Antidoto alle patologie della società di massa, è, secondo Todorov, l’individuo. In questa presa di posizione, lo studioso franco-bulgaro si richiama all'ideale umanistico, rispettoso da un lato delle esigenze del pluralismo sociale e dall’altro aderente alla propria unicità. L’individuo che Todorov celebra è un individuo che sa subordinare le proprie aspirazioni a dei valori più grandi, come la morale e l’amore.  

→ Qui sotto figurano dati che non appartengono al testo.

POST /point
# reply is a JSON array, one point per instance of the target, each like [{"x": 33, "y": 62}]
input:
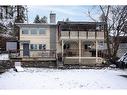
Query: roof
[{"x": 34, "y": 24}]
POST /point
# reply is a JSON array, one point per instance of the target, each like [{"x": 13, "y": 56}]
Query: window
[
  {"x": 33, "y": 46},
  {"x": 33, "y": 31},
  {"x": 42, "y": 31},
  {"x": 42, "y": 46},
  {"x": 25, "y": 31}
]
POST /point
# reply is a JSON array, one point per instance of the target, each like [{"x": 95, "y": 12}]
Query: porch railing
[
  {"x": 35, "y": 53},
  {"x": 82, "y": 34}
]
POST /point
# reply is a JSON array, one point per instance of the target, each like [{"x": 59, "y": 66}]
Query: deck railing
[
  {"x": 82, "y": 34},
  {"x": 34, "y": 54}
]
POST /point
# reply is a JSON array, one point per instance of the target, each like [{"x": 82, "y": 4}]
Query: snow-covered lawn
[{"x": 43, "y": 78}]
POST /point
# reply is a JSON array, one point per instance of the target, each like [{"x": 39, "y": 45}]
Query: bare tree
[{"x": 115, "y": 18}]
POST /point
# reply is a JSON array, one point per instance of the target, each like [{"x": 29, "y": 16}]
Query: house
[
  {"x": 80, "y": 42},
  {"x": 68, "y": 42},
  {"x": 122, "y": 46}
]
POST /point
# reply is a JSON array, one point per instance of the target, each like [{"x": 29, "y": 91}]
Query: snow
[
  {"x": 18, "y": 67},
  {"x": 44, "y": 78},
  {"x": 4, "y": 57}
]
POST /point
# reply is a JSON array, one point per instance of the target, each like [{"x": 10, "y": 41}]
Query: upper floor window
[
  {"x": 33, "y": 31},
  {"x": 42, "y": 31},
  {"x": 34, "y": 46},
  {"x": 25, "y": 31},
  {"x": 42, "y": 46}
]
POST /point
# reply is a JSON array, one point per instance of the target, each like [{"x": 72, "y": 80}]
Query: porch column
[
  {"x": 62, "y": 50},
  {"x": 96, "y": 50},
  {"x": 79, "y": 51}
]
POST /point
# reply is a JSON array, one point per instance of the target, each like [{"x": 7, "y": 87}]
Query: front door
[{"x": 26, "y": 49}]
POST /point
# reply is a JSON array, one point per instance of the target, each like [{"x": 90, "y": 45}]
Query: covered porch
[{"x": 82, "y": 52}]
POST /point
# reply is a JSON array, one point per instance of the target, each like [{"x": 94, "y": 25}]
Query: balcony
[{"x": 82, "y": 35}]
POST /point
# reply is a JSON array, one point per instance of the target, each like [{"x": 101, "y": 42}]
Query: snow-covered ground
[
  {"x": 4, "y": 57},
  {"x": 43, "y": 78}
]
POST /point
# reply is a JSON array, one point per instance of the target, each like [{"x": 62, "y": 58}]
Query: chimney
[{"x": 52, "y": 17}]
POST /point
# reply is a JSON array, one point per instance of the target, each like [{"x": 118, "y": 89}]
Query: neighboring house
[
  {"x": 80, "y": 42},
  {"x": 37, "y": 39},
  {"x": 4, "y": 39}
]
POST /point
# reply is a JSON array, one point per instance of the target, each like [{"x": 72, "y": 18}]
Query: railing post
[{"x": 79, "y": 51}]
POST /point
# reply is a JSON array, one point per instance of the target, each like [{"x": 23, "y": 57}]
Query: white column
[
  {"x": 96, "y": 50},
  {"x": 79, "y": 51},
  {"x": 62, "y": 50}
]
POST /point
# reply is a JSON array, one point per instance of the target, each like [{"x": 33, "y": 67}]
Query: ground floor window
[{"x": 33, "y": 46}]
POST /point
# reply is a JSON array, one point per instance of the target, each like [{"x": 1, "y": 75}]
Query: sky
[{"x": 73, "y": 12}]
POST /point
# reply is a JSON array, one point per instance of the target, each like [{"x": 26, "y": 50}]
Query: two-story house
[{"x": 80, "y": 42}]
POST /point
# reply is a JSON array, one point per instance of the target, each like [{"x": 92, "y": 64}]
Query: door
[{"x": 26, "y": 49}]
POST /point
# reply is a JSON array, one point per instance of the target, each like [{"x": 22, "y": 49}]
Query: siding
[{"x": 52, "y": 37}]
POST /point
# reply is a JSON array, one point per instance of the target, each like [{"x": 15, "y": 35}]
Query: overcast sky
[{"x": 74, "y": 13}]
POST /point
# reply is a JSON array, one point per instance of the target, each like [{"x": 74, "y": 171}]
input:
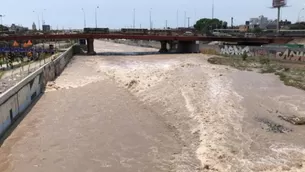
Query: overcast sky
[{"x": 119, "y": 13}]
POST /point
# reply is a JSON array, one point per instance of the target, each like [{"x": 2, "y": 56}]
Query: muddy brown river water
[{"x": 150, "y": 112}]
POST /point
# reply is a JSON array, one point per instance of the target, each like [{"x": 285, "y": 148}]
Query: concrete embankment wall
[
  {"x": 280, "y": 53},
  {"x": 17, "y": 99}
]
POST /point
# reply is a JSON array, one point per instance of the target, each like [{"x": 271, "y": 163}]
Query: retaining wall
[
  {"x": 280, "y": 53},
  {"x": 17, "y": 99}
]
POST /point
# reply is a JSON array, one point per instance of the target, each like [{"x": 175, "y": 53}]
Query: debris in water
[{"x": 293, "y": 119}]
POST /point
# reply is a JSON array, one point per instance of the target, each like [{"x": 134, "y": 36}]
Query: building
[
  {"x": 46, "y": 28},
  {"x": 260, "y": 22},
  {"x": 17, "y": 28},
  {"x": 34, "y": 26}
]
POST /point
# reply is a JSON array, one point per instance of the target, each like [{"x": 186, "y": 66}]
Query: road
[{"x": 127, "y": 112}]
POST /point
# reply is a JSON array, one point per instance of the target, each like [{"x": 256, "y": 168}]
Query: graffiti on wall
[
  {"x": 260, "y": 52},
  {"x": 235, "y": 50},
  {"x": 291, "y": 55},
  {"x": 208, "y": 51},
  {"x": 19, "y": 102}
]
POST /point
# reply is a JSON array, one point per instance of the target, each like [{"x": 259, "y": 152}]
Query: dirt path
[{"x": 129, "y": 112}]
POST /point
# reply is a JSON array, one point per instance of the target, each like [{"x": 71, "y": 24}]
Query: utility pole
[
  {"x": 188, "y": 22},
  {"x": 213, "y": 9},
  {"x": 134, "y": 18},
  {"x": 38, "y": 19},
  {"x": 184, "y": 18},
  {"x": 42, "y": 19},
  {"x": 177, "y": 18},
  {"x": 150, "y": 22},
  {"x": 96, "y": 16},
  {"x": 278, "y": 19},
  {"x": 1, "y": 16},
  {"x": 300, "y": 14},
  {"x": 84, "y": 18}
]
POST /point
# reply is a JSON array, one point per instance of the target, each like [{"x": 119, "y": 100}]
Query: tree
[
  {"x": 3, "y": 28},
  {"x": 206, "y": 24}
]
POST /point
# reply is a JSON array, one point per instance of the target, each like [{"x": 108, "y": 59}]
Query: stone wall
[
  {"x": 17, "y": 99},
  {"x": 280, "y": 53}
]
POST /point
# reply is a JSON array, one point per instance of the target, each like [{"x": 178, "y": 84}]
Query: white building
[
  {"x": 34, "y": 26},
  {"x": 262, "y": 22}
]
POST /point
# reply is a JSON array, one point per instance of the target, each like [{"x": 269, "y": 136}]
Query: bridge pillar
[
  {"x": 90, "y": 46},
  {"x": 188, "y": 47},
  {"x": 163, "y": 48},
  {"x": 172, "y": 46}
]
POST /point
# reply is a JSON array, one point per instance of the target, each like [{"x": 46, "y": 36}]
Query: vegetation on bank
[{"x": 292, "y": 74}]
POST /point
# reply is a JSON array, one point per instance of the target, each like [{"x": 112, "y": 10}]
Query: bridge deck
[{"x": 263, "y": 40}]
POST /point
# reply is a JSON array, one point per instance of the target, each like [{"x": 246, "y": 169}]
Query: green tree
[{"x": 206, "y": 24}]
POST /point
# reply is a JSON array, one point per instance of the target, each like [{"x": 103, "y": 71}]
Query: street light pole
[
  {"x": 1, "y": 16},
  {"x": 278, "y": 20},
  {"x": 96, "y": 16},
  {"x": 38, "y": 19},
  {"x": 300, "y": 14},
  {"x": 84, "y": 18},
  {"x": 184, "y": 18},
  {"x": 42, "y": 19},
  {"x": 150, "y": 22},
  {"x": 177, "y": 18},
  {"x": 134, "y": 18},
  {"x": 213, "y": 9}
]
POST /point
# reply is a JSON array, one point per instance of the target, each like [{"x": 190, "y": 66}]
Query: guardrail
[{"x": 18, "y": 98}]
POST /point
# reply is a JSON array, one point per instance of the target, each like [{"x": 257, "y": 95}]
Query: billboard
[{"x": 279, "y": 3}]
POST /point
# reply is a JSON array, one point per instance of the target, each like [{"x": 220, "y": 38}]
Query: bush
[
  {"x": 244, "y": 56},
  {"x": 264, "y": 60}
]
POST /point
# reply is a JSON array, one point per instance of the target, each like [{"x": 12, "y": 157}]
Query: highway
[
  {"x": 261, "y": 40},
  {"x": 128, "y": 111}
]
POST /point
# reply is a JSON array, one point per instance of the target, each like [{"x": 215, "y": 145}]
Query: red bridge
[{"x": 185, "y": 43}]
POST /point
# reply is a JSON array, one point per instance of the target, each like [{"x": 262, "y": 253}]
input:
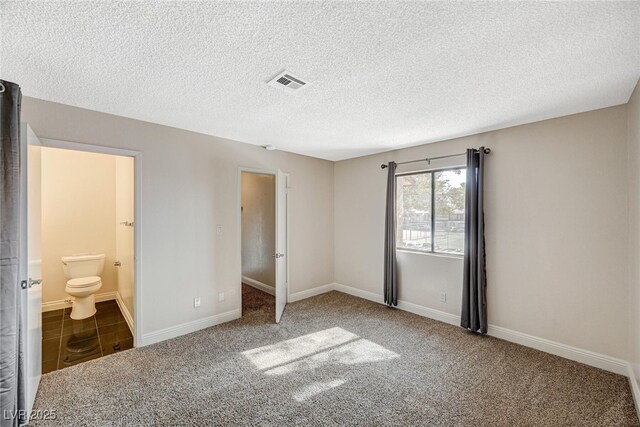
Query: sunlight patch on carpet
[{"x": 328, "y": 347}]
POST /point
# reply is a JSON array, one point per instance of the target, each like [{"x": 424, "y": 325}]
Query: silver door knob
[{"x": 34, "y": 282}]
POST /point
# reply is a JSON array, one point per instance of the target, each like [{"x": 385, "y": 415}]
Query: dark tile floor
[{"x": 67, "y": 342}]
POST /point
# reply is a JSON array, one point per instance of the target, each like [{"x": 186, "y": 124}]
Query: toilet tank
[{"x": 82, "y": 265}]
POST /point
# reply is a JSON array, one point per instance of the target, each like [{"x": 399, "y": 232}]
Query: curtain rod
[{"x": 428, "y": 159}]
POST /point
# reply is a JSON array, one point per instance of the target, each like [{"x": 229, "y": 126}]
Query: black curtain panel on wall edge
[
  {"x": 474, "y": 295},
  {"x": 390, "y": 268},
  {"x": 12, "y": 361}
]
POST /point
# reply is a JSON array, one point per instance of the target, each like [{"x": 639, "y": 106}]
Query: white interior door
[
  {"x": 32, "y": 268},
  {"x": 281, "y": 244}
]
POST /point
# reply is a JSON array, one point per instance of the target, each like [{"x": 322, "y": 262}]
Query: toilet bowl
[
  {"x": 84, "y": 273},
  {"x": 83, "y": 292}
]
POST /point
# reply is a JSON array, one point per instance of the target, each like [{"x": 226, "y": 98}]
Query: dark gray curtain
[
  {"x": 12, "y": 363},
  {"x": 390, "y": 268},
  {"x": 474, "y": 295}
]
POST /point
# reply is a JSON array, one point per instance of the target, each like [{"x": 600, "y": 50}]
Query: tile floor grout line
[
  {"x": 60, "y": 343},
  {"x": 95, "y": 320}
]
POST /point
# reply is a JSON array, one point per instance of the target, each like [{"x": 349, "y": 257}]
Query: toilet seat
[{"x": 83, "y": 282}]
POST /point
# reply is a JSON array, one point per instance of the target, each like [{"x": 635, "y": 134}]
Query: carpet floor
[{"x": 335, "y": 360}]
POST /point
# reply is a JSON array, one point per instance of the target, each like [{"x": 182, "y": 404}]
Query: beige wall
[
  {"x": 259, "y": 227},
  {"x": 556, "y": 230},
  {"x": 633, "y": 121},
  {"x": 124, "y": 205},
  {"x": 78, "y": 215},
  {"x": 189, "y": 184}
]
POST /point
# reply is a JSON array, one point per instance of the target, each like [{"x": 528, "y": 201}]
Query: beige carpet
[{"x": 335, "y": 360}]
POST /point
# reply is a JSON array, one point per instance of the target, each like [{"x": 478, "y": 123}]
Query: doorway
[
  {"x": 258, "y": 223},
  {"x": 83, "y": 212},
  {"x": 263, "y": 197},
  {"x": 87, "y": 254}
]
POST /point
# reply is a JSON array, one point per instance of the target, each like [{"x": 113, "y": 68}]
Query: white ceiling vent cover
[{"x": 287, "y": 82}]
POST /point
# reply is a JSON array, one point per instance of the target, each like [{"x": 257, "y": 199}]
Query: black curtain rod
[{"x": 428, "y": 159}]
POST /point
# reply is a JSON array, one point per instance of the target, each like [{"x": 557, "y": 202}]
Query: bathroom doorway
[
  {"x": 87, "y": 239},
  {"x": 263, "y": 230}
]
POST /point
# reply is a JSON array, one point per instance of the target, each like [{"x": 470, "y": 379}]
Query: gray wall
[
  {"x": 190, "y": 184},
  {"x": 259, "y": 227},
  {"x": 556, "y": 230},
  {"x": 633, "y": 118}
]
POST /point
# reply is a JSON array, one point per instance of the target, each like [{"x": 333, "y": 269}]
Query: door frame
[
  {"x": 137, "y": 207},
  {"x": 274, "y": 173}
]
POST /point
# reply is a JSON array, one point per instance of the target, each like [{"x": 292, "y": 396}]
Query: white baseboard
[
  {"x": 635, "y": 387},
  {"x": 297, "y": 296},
  {"x": 188, "y": 327},
  {"x": 60, "y": 304},
  {"x": 358, "y": 293},
  {"x": 125, "y": 313},
  {"x": 259, "y": 285},
  {"x": 587, "y": 357}
]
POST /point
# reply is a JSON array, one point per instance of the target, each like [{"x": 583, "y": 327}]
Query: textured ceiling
[{"x": 384, "y": 75}]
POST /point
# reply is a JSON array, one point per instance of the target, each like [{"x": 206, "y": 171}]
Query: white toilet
[{"x": 84, "y": 273}]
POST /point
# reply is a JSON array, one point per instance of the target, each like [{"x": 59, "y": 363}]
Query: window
[{"x": 430, "y": 209}]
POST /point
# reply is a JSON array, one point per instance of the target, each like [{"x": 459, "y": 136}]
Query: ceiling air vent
[{"x": 287, "y": 82}]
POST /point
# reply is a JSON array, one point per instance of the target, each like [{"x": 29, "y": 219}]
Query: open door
[
  {"x": 31, "y": 268},
  {"x": 281, "y": 244}
]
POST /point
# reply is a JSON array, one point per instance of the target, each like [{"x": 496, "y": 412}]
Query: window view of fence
[{"x": 421, "y": 197}]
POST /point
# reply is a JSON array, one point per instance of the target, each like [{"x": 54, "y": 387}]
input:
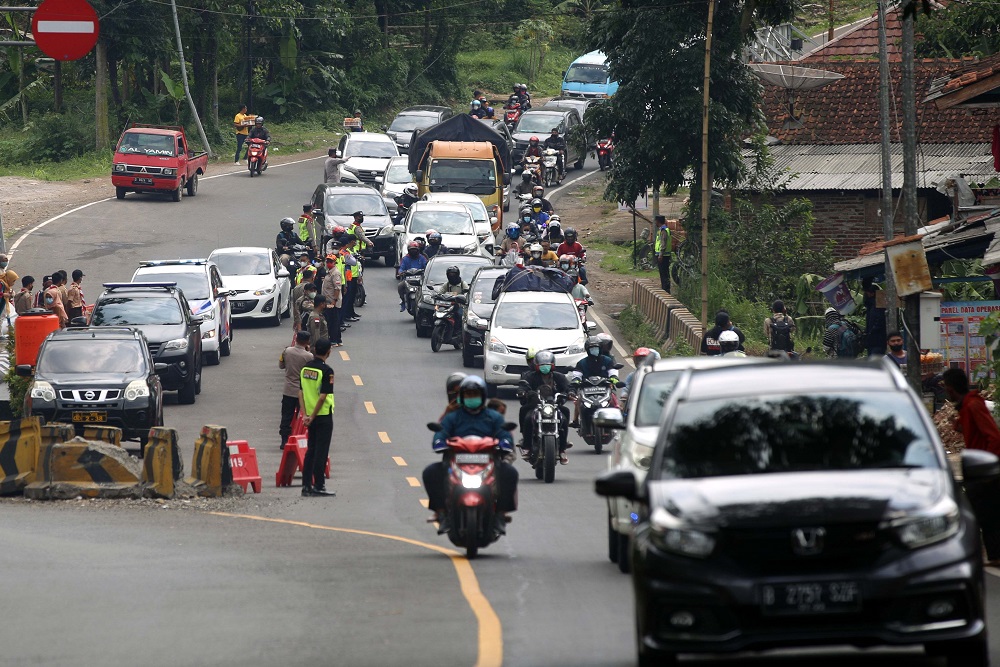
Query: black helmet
[{"x": 469, "y": 387}]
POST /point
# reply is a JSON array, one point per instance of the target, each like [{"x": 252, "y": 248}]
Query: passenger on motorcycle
[
  {"x": 556, "y": 142},
  {"x": 412, "y": 260},
  {"x": 543, "y": 378},
  {"x": 474, "y": 418}
]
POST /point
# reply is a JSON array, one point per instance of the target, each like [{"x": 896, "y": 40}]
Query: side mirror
[
  {"x": 616, "y": 484},
  {"x": 609, "y": 418},
  {"x": 977, "y": 465}
]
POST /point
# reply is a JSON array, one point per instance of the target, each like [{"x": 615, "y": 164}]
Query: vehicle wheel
[
  {"x": 437, "y": 337},
  {"x": 549, "y": 446}
]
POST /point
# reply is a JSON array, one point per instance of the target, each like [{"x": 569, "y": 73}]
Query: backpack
[{"x": 781, "y": 334}]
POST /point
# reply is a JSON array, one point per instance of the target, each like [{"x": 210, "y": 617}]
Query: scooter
[
  {"x": 447, "y": 327},
  {"x": 256, "y": 156},
  {"x": 595, "y": 392}
]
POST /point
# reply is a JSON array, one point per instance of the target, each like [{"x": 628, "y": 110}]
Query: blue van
[{"x": 588, "y": 77}]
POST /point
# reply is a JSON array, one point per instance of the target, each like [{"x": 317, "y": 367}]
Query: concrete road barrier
[{"x": 18, "y": 454}]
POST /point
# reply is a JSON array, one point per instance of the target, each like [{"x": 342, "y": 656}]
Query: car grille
[
  {"x": 90, "y": 396},
  {"x": 770, "y": 550},
  {"x": 240, "y": 306}
]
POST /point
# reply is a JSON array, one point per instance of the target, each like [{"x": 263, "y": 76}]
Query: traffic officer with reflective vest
[{"x": 662, "y": 248}]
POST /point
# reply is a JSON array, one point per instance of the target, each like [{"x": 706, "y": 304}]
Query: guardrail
[{"x": 670, "y": 319}]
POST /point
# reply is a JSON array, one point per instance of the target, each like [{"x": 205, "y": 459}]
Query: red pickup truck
[{"x": 156, "y": 158}]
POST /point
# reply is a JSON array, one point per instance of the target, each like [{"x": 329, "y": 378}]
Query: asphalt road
[{"x": 360, "y": 579}]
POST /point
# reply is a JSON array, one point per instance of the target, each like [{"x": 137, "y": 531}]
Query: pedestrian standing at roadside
[
  {"x": 331, "y": 167},
  {"x": 979, "y": 431},
  {"x": 292, "y": 359},
  {"x": 74, "y": 296},
  {"x": 24, "y": 300},
  {"x": 241, "y": 131},
  {"x": 316, "y": 406}
]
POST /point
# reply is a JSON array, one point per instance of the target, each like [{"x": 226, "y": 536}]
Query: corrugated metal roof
[{"x": 859, "y": 166}]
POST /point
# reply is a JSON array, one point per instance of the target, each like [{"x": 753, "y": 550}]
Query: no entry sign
[{"x": 65, "y": 29}]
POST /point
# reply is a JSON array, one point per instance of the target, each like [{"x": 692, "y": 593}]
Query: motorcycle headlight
[
  {"x": 934, "y": 525},
  {"x": 43, "y": 391},
  {"x": 136, "y": 389},
  {"x": 176, "y": 344}
]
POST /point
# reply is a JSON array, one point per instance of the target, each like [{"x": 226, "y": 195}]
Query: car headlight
[
  {"x": 136, "y": 389},
  {"x": 176, "y": 344},
  {"x": 43, "y": 391},
  {"x": 670, "y": 535},
  {"x": 936, "y": 524}
]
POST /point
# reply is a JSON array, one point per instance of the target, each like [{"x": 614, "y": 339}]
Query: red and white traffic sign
[{"x": 65, "y": 29}]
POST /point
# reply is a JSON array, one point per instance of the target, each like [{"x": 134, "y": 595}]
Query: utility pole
[
  {"x": 706, "y": 179},
  {"x": 911, "y": 315},
  {"x": 888, "y": 230}
]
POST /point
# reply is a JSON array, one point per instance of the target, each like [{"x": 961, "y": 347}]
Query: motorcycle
[
  {"x": 256, "y": 156},
  {"x": 550, "y": 163},
  {"x": 595, "y": 392},
  {"x": 472, "y": 490},
  {"x": 604, "y": 150},
  {"x": 447, "y": 326}
]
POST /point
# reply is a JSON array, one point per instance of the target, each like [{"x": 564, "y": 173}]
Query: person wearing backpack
[{"x": 779, "y": 328}]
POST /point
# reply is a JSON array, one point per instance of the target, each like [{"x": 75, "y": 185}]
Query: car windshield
[
  {"x": 587, "y": 74},
  {"x": 410, "y": 122},
  {"x": 653, "y": 394},
  {"x": 194, "y": 285},
  {"x": 546, "y": 315},
  {"x": 792, "y": 433},
  {"x": 446, "y": 222},
  {"x": 346, "y": 204},
  {"x": 137, "y": 311},
  {"x": 147, "y": 144},
  {"x": 370, "y": 149},
  {"x": 91, "y": 356},
  {"x": 243, "y": 264}
]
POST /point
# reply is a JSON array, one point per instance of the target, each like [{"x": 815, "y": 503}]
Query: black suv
[
  {"x": 335, "y": 203},
  {"x": 162, "y": 314},
  {"x": 803, "y": 504},
  {"x": 96, "y": 376}
]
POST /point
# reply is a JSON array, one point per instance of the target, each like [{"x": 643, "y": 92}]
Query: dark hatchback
[
  {"x": 173, "y": 334},
  {"x": 804, "y": 504},
  {"x": 101, "y": 376}
]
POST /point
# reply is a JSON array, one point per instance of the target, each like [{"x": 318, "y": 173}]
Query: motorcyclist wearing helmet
[
  {"x": 412, "y": 260},
  {"x": 474, "y": 418},
  {"x": 556, "y": 142},
  {"x": 541, "y": 380},
  {"x": 434, "y": 245}
]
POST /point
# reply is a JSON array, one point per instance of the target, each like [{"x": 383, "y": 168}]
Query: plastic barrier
[{"x": 243, "y": 462}]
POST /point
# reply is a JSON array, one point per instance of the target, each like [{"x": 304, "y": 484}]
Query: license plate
[
  {"x": 91, "y": 417},
  {"x": 829, "y": 597},
  {"x": 472, "y": 458}
]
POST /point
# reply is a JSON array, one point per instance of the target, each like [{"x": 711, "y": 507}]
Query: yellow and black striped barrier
[
  {"x": 211, "y": 474},
  {"x": 161, "y": 464},
  {"x": 18, "y": 454}
]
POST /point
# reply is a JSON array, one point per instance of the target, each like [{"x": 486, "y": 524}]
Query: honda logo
[{"x": 808, "y": 541}]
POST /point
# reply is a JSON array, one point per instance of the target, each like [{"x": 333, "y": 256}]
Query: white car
[
  {"x": 258, "y": 282},
  {"x": 452, "y": 220},
  {"x": 539, "y": 320},
  {"x": 367, "y": 155},
  {"x": 632, "y": 450},
  {"x": 203, "y": 288},
  {"x": 482, "y": 219}
]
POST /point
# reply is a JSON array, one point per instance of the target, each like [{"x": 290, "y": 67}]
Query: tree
[{"x": 656, "y": 52}]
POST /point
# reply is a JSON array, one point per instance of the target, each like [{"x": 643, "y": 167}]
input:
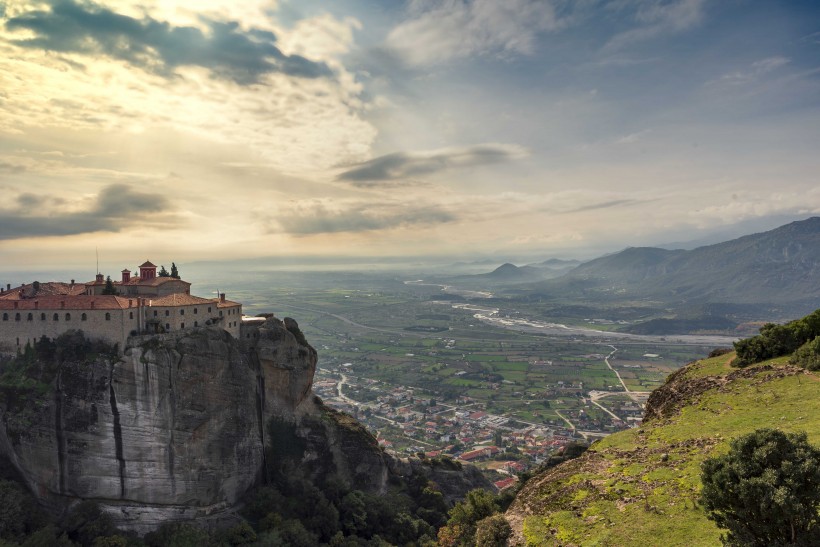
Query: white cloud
[
  {"x": 657, "y": 17},
  {"x": 442, "y": 30},
  {"x": 754, "y": 71}
]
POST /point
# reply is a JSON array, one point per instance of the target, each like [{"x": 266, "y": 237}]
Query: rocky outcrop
[
  {"x": 173, "y": 428},
  {"x": 180, "y": 426}
]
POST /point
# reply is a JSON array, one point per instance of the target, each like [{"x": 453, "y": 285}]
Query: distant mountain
[
  {"x": 510, "y": 273},
  {"x": 778, "y": 266}
]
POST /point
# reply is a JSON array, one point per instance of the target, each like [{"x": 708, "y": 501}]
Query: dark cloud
[
  {"x": 361, "y": 218},
  {"x": 117, "y": 206},
  {"x": 156, "y": 46},
  {"x": 401, "y": 165},
  {"x": 11, "y": 168},
  {"x": 605, "y": 205}
]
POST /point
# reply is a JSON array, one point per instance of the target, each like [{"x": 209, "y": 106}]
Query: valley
[{"x": 435, "y": 369}]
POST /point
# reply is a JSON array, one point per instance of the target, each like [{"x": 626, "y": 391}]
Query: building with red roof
[{"x": 144, "y": 304}]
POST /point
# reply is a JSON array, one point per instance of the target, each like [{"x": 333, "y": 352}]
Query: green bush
[
  {"x": 765, "y": 491},
  {"x": 808, "y": 355},
  {"x": 777, "y": 340}
]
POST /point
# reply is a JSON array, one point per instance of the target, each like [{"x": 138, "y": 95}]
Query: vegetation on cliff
[
  {"x": 801, "y": 336},
  {"x": 642, "y": 486}
]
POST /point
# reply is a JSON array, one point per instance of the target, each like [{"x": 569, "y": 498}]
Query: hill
[
  {"x": 641, "y": 486},
  {"x": 779, "y": 266}
]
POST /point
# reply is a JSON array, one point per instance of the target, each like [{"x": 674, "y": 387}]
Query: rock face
[
  {"x": 181, "y": 426},
  {"x": 174, "y": 428}
]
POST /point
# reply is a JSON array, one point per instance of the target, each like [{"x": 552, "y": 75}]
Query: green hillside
[{"x": 641, "y": 486}]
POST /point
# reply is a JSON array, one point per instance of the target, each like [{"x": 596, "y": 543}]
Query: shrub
[
  {"x": 808, "y": 355},
  {"x": 766, "y": 490}
]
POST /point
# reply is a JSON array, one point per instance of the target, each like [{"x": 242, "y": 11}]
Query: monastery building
[{"x": 144, "y": 304}]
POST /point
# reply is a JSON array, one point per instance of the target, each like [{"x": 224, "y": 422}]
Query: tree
[
  {"x": 766, "y": 490},
  {"x": 109, "y": 287},
  {"x": 492, "y": 532}
]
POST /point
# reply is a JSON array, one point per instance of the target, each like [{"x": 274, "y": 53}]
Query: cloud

Todorov pone dunque l’accento sul valore della volontà e della responsabilità individuali, anche nelle situazioni più spaventose di abuso e oppressione. Il suo ultimo libro si intitola Resistenti (Garzanti, 2016). Attraverso figure emblematiche come Etty Hillesum, Germaine Tillion, Boris Pasternak, Martin Luther King, Nelson Mandela, Todorov mostra come all’uomo sia data sempre la possibilità di resistere, di conservare il proprio senso etico pur se sottoposto a trattamenti brutali e supplizi indicibili.

 

Ad ogni crimine o orrore -scrive Etty Hillesum­- dovremo opporre un nuovo pezzetto di amore e di bontà che avremo conquistato in noi stessi. Possiamo soffrire ma non dobbiamo soccombe­re. E se sopravviveremo intatti a questo tempo, corpo e anima ma soprat­tutto anima, senza amarezza, senza odio, allora avremo anche il diritto di dire la nostra parola. E se lo scrive Etty Hillesum, che ha dovuto affrontare la barbarie più atroce che la società di massa ha saputo partorire, ovvero il nazismo, possiamo darle fiducia. Ma soprattutto, come ribadisce Todorov, dobbiamo guardarci dalla tentazione di cadere nella barbarie: Dobbiamo evitare di diventare anche noi dei 'barbari', di diventare torturatori come quelli che ci odiano. Il multiculturalismo è lo stato naturale di tutte le culture. Il nemico è anche interiore, i nostri demoni ci spingono ad assomigliare all’avversario per combatterlo meglio. Ma terrorizzare i terroristi significa diventare come loro (cfr. La paura dei barbari, Garzanti, 2016).